Fix issue #4196 : '[Feature request]: Allow LiteLLM to track cost when accessing models from LiteLLM Proxy'

2026-04-29 03:00:45 -04:00 · 2024-10-03 16:58:23 +00:00
1 changed files with 47 additions and 3 deletions
--- a/openhands/llm/llm.py
+++ b/openhands/llm/llm.py
@@ -188,6 +188,11 @@ class LLM(RetryMixin, DebugMixin):
            # we don't support streaming here, thus we get a ModelResponse
            resp: ModelResponse = completion_unwrapped(*args, **kwargs)
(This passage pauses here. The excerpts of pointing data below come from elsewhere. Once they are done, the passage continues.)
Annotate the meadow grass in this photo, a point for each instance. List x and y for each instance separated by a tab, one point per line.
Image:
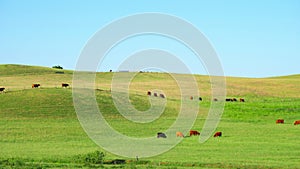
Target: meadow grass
39	127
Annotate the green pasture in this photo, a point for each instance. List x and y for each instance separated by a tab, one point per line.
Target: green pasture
39	127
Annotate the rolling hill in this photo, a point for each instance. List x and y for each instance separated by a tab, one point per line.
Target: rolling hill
39	127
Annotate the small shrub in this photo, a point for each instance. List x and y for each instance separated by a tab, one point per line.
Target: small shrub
90	158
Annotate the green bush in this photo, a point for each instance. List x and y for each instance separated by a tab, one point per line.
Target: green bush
90	158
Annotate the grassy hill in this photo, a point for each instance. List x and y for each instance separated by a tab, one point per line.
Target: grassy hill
39	127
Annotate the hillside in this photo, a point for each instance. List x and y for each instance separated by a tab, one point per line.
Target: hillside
15	77
39	127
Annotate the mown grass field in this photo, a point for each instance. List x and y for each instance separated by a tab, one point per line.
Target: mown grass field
39	127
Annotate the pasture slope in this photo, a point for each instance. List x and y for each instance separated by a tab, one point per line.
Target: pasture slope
39	127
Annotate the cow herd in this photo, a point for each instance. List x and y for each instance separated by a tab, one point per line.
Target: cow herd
281	121
155	94
191	133
36	85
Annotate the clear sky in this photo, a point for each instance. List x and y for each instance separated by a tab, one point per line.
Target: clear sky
252	38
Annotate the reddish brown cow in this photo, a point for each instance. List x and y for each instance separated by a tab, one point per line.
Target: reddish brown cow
218	134
297	122
65	85
2	89
35	85
149	93
161	135
179	134
194	133
228	100
279	121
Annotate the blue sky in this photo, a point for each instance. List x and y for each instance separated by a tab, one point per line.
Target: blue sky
252	38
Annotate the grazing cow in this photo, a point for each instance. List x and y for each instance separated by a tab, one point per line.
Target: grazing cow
218	134
194	133
161	135
65	85
149	93
179	134
297	122
279	121
35	85
229	100
2	89
118	161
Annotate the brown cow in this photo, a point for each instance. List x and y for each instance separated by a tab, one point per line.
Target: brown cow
179	134
161	135
35	85
218	134
279	121
149	93
2	89
228	100
65	85
194	133
297	122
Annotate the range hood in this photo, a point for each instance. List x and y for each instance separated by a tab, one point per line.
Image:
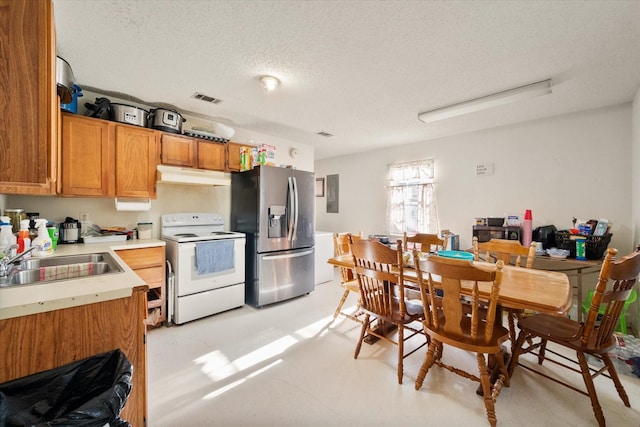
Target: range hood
178	175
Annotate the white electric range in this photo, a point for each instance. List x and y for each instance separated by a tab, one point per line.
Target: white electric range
207	264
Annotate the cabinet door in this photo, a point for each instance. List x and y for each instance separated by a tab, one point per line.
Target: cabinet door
149	264
178	151
136	161
87	154
28	129
233	156
211	155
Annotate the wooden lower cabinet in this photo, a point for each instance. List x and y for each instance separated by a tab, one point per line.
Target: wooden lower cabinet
43	341
149	264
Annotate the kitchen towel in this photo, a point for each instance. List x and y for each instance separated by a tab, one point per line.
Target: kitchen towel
66	271
215	256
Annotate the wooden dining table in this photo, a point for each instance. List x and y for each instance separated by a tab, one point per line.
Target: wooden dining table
522	288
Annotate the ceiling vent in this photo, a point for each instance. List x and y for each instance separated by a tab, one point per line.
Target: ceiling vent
206	98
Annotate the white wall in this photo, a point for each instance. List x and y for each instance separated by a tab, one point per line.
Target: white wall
635	194
573	165
634	310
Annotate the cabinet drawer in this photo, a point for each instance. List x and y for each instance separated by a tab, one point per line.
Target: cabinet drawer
153	276
143	258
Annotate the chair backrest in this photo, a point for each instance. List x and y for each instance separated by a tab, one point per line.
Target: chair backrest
511	252
342	246
615	283
445	314
427	243
343	241
380	277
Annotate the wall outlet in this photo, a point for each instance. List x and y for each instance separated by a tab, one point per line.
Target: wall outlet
484	169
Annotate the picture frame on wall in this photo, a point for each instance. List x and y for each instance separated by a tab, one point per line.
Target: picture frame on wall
319	187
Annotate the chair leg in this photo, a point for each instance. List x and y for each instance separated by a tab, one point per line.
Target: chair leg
363	331
515	353
588	382
622	324
616	380
400	352
512	328
341	303
543	349
486	389
429	359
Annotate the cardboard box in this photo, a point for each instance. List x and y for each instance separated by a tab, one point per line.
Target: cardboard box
267	154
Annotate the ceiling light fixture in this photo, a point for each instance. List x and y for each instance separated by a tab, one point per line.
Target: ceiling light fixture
485	102
269	83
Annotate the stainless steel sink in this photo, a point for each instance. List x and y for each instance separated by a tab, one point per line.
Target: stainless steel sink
55	269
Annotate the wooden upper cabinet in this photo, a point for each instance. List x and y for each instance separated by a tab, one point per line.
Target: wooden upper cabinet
178	150
233	156
28	129
136	161
106	159
211	155
88	157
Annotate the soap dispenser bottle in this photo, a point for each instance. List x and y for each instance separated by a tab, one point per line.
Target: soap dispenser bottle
527	228
24	241
43	243
7	238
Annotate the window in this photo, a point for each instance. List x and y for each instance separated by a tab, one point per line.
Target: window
411	195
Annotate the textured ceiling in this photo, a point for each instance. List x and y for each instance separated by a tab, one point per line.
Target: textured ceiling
360	70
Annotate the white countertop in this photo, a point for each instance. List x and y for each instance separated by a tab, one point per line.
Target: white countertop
36	298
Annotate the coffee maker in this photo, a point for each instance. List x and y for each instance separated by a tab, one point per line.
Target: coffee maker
70	231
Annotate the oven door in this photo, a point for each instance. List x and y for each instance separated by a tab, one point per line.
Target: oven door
188	281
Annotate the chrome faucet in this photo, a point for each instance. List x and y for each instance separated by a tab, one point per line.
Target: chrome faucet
7	260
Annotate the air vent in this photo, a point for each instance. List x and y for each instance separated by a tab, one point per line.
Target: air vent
206	98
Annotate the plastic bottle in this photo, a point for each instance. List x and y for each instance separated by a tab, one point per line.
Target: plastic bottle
24	241
7	237
43	241
527	228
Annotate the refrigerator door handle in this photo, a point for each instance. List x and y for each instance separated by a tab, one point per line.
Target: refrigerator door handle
295	205
292	212
296	255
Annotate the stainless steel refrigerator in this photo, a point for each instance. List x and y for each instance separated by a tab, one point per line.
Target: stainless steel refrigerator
275	208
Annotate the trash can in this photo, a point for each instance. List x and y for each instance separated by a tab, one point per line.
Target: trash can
89	392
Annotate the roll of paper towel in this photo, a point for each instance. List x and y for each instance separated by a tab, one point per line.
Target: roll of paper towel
133	205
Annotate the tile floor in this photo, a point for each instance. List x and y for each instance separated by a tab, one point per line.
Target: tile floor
290	364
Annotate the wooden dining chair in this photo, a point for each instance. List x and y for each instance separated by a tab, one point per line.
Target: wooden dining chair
426	243
380	274
342	246
447	323
511	252
594	337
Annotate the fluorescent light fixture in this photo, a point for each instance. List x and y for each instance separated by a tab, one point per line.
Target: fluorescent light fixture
485	102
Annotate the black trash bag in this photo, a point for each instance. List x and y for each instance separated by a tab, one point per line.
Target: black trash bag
89	392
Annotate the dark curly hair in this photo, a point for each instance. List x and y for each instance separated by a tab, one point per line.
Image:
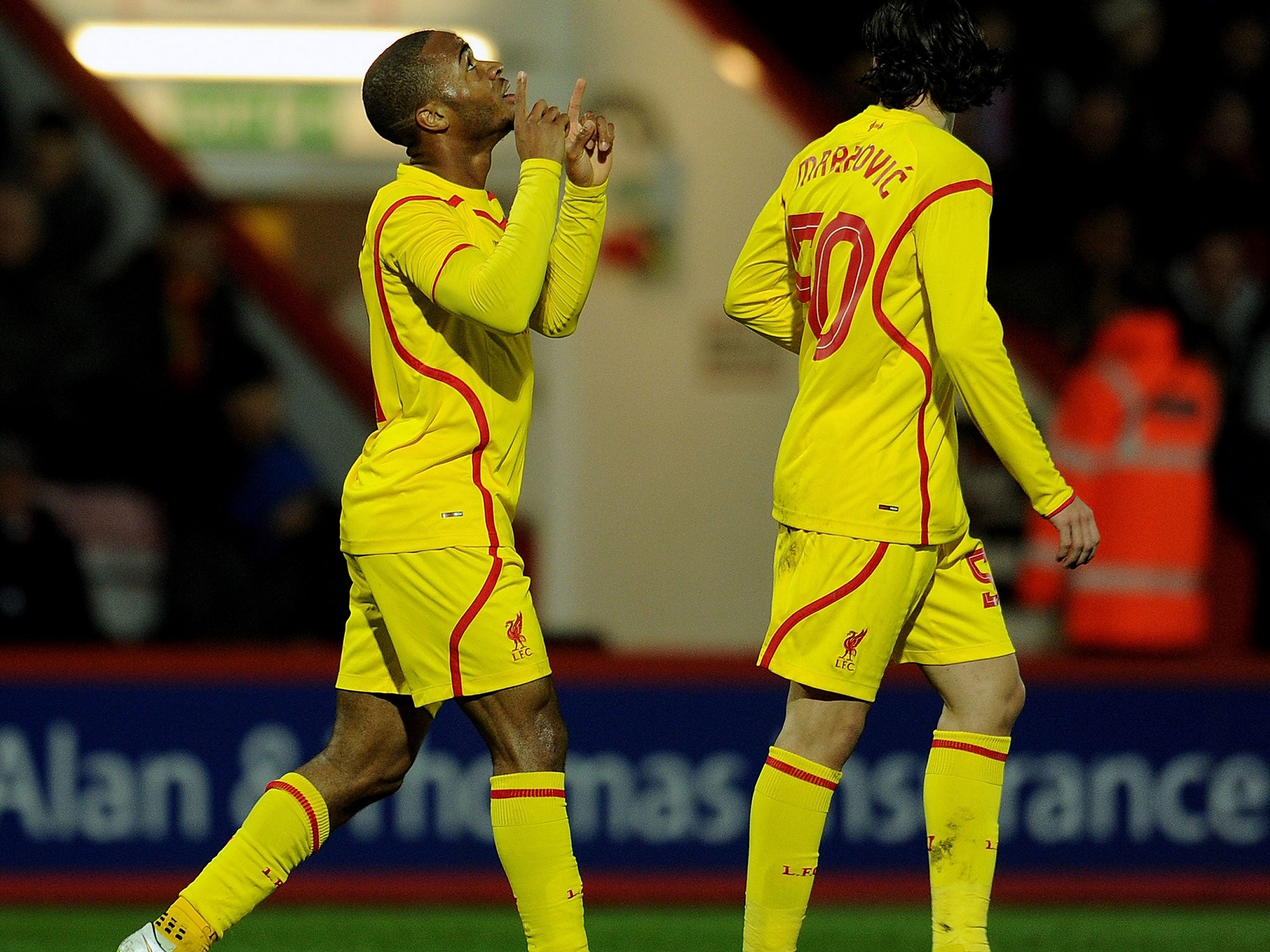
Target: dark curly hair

+            # Check for x-litellm-response-cost header
+            completion_cost = None
+            if hasattr(resp, 'headers') and 'x-litellm-response-cost' in resp.headers:
+                completion_cost = float(resp.headers['x-litellm-response-cost'])
+
            # log for evals or other scripts that need the raw completion
            if self.config.log_completions:
                self.llm_completions.append(
@@ -195,7 +200,7 @@ class LLM(RetryMixin, DebugMixin):
                        'messages': messages,
                        'response': resp,
                        'timestamp': time.time(),
-                        'cost': self._completion_cost(resp),
+                        'cost': completion_cost if completion_cost is not None else self._completion_cost(resp),
                    }
                )

@@ -337,10 +342,49 @@ class LLM(RetryMixin, DebugMixin):
                return True
        return False

-    def _completion_cost(self, response):
-        """Calculate the cost of a completion response based on the model.  Local models are treated as free.
+def _completion_cost(self, response):
+        """Calculate the cost of a completion response based on the model. Local models are treated as free.
        Add the current cost into total cost in metrics.

+        Args:
+            response: A response from a model invocation.
+
+        Returns:
+            number: The cost of the response.
+        """
+        if not self.cost_metric_supported:
+            return 0.0
+
+        # Check for x-litellm-response-cost header
+        if hasattr(response, 'headers') and 'x-litellm-response-cost' in response.headers:
+            cost = float(response.headers['x-litellm-response-cost'])
+            self.metrics.add_cost(cost)
+            return cost
+
+        extra_kwargs = {}
+        if (
+            self.config.input_cost_per_token is not None
+            and self.config.output_cost_per_token is not None
+        ):
+            cost_per_token = CostPerToken(
+                input_cost_per_token=self.config.input_cost_per_token,
+                output_cost_per_token=self.config.output_cost_per_token,
+            )
+            logger.info(f'Using custom cost per token: {cost_per_token}')
+            extra_kwargs['custom_cost_per_token'] = cost_per_token
+
+        if not self._is_local():
+            try:
+                cost = litellm_completion_cost(
+                    completion_response=response, **extra_kwargs
+                )
+                self.metrics.add_cost(cost)
+                return cost
+            except Exception:
+                self.cost_metric_supported = False
+                logger.warning('Cost calculation not supported for this model.')
+        return 0.0
+
        Args:
            response: A response from a model invocation.